Our members are increasingly aware of the growing body of research evidence relating to breathlessness, particularly from King’s College London and University of Cambridge. The published research has been summarised in our research directory which is frequently accessed by members on our website. The impact and importance of the research can then be seen in the high demand for training from our members, to support them as they implement the new, evidenced based approaches in the services they provide for people living with breathlessness.– Emily Stowe, Chair of the Association of Chartered Physiotherapists in Oncology and Palliative Care (ACPOPC)

Analysis of the support service found that patients were less distressed and depressed due to breathlessness. In interviews, people said they felt more in control and more confident in managing their breathlessness, were less isolated, and able to get back to their daily activities. Both patients and their carers, including family, said they appreciated the tailored education that helped them understand their breathlessness better. They particularly valued the simple management tips and the expert staff who took a dignified approach to their care.
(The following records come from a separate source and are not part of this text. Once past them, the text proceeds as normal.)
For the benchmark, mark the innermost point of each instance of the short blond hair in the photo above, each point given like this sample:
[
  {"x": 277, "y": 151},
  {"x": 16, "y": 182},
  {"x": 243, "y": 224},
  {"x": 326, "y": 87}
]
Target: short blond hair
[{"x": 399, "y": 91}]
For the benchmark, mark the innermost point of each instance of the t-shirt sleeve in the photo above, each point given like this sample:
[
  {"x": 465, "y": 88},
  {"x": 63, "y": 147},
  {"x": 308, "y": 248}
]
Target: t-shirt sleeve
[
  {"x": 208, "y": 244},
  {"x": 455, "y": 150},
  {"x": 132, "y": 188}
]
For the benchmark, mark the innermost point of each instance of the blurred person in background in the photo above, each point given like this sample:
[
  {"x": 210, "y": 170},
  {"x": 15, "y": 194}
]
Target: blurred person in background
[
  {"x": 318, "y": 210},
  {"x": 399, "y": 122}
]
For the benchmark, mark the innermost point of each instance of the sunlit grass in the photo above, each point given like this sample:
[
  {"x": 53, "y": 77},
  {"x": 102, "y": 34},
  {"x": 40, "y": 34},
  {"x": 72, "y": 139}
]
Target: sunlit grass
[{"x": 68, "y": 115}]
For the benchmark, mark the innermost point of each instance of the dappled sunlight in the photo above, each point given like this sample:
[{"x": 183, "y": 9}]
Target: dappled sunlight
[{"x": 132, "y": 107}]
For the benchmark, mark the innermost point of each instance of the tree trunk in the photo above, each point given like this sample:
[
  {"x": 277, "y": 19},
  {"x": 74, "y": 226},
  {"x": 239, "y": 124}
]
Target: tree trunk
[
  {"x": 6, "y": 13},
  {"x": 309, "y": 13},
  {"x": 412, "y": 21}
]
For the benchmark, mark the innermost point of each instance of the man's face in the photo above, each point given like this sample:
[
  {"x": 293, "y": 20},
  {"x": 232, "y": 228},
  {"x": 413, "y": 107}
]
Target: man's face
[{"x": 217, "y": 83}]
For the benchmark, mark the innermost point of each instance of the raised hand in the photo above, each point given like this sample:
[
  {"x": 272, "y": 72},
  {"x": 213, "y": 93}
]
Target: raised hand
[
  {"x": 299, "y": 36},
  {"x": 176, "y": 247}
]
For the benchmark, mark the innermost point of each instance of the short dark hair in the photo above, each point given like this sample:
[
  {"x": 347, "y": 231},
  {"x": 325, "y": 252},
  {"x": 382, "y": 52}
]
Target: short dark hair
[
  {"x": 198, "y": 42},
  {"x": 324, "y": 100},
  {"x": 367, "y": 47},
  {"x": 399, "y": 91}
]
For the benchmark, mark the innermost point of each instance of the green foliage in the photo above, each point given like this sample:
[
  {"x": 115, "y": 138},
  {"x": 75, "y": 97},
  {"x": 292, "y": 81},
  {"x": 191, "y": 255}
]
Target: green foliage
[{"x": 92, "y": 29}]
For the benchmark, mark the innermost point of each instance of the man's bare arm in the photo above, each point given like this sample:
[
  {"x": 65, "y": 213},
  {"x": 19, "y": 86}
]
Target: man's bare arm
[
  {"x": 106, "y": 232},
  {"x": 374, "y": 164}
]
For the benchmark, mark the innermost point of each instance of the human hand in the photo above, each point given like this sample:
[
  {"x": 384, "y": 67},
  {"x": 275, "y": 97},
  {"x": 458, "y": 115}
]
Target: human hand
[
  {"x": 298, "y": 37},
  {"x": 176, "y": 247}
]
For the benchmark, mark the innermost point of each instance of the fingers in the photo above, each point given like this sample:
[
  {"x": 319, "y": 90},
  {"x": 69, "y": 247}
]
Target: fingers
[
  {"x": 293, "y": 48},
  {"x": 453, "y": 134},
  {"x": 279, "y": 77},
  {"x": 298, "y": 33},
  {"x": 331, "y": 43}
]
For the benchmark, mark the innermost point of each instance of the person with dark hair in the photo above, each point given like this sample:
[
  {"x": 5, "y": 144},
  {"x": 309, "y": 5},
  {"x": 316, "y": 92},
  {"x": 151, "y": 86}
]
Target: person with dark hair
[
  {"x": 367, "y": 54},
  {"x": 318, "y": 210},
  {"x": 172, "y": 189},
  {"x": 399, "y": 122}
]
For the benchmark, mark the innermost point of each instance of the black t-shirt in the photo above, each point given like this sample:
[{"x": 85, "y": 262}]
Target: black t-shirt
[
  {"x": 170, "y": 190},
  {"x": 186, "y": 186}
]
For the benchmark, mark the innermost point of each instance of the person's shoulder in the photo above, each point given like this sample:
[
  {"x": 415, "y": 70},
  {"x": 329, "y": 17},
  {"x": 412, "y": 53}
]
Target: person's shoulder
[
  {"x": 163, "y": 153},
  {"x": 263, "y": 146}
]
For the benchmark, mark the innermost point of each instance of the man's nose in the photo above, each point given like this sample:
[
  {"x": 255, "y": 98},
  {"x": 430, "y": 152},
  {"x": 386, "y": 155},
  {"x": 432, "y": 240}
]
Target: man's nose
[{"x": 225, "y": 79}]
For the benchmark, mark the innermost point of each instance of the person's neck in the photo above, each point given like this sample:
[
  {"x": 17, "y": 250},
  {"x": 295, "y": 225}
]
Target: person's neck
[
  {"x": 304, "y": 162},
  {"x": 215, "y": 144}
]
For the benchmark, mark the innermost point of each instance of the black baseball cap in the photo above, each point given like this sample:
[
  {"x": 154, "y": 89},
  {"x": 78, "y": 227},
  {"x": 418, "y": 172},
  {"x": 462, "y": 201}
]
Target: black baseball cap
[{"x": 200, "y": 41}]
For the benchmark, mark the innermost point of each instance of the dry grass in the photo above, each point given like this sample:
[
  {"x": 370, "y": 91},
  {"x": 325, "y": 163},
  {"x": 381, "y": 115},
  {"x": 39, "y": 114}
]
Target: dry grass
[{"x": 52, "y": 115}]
With my illness, breathlessness is the main and most problematic symptom for me. My mother also had suffered from breathlessness – she had terminal cancer. And my 90-year-old uncle now currently suffers from it – he has asbestos on the lungs. It is such a debilitating symptom and has a huge impact on quality of life. Anything to reduce the impact of this symptom would have been a great help to me and my family.– Margaret Ogden, a Cicely Saunders Institute patient representative who suffers from breathlessness

Inspiring health services beyond the UK

The support service has improved the quality of care, dignity and lives of patients, their families and those that support them. Its success has led to this approach being adopted and influencing the development of a variety of similar services elsewhere in the UK and in other countries. Examples include the Early Integrated Palliative Home Care (PHC) for end-stage Chronic Obstructive Pulmonary Disease (COPD) patients in Belgium, The Munich Breathlessness Service (MBS) in Germany and the Breathlessness Management Service at St Christopher’s Hospice in London.

The work continues

For researchers at the Cicely Saunders Institute, work continues to significantly improve the treatment of severe breathlessness. This includes a large-scale project - BETTER-B - which aims to establish whether Mirtazapine, currently used as an antidepressant, is an effective treatment to reduce severe breathlessness even when people are not depressed. This research is taking place across five European countries and will bring cohesion to how breathlessness is managed by respiratory and palliative care specialists.